Eliminating grocery sales tax in Utah likely wouldn’t help low-income families, expert says

After a proposal to eliminate the food sales tax failed this year during the Utah Legislature’s regular session, despite advocates’ pleas, a national tax expert says ending the food sales tax likely wouldn’t help low income residents. (Kristin Murphy, Deseret News)

Estimated read time: 4-5 minutes

SALT LAKE CITY — After a proposal this year at the Utah Legislature to eliminate the grocery sales tax failed during the session despite advocates’ pleas, a national tax expert says ending the tax likely wouldn’t help low income residents.

Utah is one of just 13 states that still includes groceries “at least partially” in their sales tax bases, noted Jared Walczak, vice president of state projects with the Tax Foundation in Washington, DC

“Those 13 states are right. The challenge with this, of course, it’s just not a fun thing to defend,” Walczak said.

Food taxes arose as a larger issue over the past year due to inflation as everyone’s grocery bills have gone “way up,” he added, speaking during the Utah Taxpayers Foundation 2022 Taxes Now Conference in Salt Lake City.

Utah’s grocery tax

Although Gov. Spencer Cox proposed a $160 million grocery tax credit in his budget recommendation this year, lawmakers opted instead for a $193 million general tax cut, including $163 million for an across-the-board income tax rate cut for all Utahns, dropping Utah’s income tax rate from 4.95% to 4.85%, plus a $16 million nonrefundable earned income tax credit and a $15 million expansion for the state’s Social Security tax credit.

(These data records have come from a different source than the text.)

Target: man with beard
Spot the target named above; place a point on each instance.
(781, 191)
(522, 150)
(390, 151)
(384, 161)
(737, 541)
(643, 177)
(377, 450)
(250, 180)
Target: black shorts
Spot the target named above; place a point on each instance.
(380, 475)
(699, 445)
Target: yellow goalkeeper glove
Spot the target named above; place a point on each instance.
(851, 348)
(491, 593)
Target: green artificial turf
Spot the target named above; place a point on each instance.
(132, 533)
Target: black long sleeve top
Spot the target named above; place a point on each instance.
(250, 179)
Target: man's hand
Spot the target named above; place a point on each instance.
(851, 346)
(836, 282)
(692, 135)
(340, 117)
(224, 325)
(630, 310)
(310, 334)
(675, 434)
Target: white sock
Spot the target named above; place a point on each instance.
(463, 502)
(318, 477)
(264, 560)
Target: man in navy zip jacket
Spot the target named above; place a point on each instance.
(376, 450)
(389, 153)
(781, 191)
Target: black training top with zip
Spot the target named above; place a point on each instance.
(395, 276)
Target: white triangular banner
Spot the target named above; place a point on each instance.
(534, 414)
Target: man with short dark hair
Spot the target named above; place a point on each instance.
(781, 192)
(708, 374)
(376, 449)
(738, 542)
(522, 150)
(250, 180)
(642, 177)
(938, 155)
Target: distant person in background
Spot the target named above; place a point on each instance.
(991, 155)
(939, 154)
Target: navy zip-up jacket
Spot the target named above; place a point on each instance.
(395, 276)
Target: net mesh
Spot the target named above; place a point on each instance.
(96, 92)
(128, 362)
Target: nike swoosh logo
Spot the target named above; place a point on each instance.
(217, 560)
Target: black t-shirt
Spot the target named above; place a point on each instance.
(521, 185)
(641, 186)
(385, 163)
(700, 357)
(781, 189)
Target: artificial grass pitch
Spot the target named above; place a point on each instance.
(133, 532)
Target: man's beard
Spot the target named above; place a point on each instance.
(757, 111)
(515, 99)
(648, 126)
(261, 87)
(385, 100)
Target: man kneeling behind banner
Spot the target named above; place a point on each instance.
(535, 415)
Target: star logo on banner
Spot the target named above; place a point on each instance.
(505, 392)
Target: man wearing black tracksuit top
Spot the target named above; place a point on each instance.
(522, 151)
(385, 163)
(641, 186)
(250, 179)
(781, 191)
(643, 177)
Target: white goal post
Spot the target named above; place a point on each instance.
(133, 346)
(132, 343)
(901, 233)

Some states, like Utah, tax at the “ordinary” rate of 3%, some tax at reduced rates, and some include groceries in their tax base but offer credits to lower-income residents, according to Walczak.

Despite the “understandable” desire to provide relief by taking groceries out of the sales tax base, Walczak said, a study done by the Tax Foundation found that doesn’t “help the lowest-income individuals.”

Those in the lowest income categories consume most of their income, he noted. “And they’re going to be consuming on a variety of things, but one very big item for a lot of people will be groceries.”

Based on the study, the bottom-third income bracket nationally saves just $2.50 per person on average each year with the grocery sales tax eliminated or decreased in states that have done so.

That’s partially because in the Supplemental Nutrition Assistance Program (SNAP) and Women, Infants and Children (WIC) programs — which many low income families use to purchase groceries — sales taxes don’t apply.

Prepared foods, such as frozen dinners, also aren’t considered groceries in any state. That means in states that have eliminated the grocery tax rate, prepared foods still get taxed. Walczak said that for lower-income families — for whom time has a significant value — the slight additional cost to buy food that’s already prepared still “weighs better” than groceries that don’t get taxed.

States can provide relief by implementing a lower across-the-board sales tax rate, or a higher rate with groceries out of the tax base, Walczak noted.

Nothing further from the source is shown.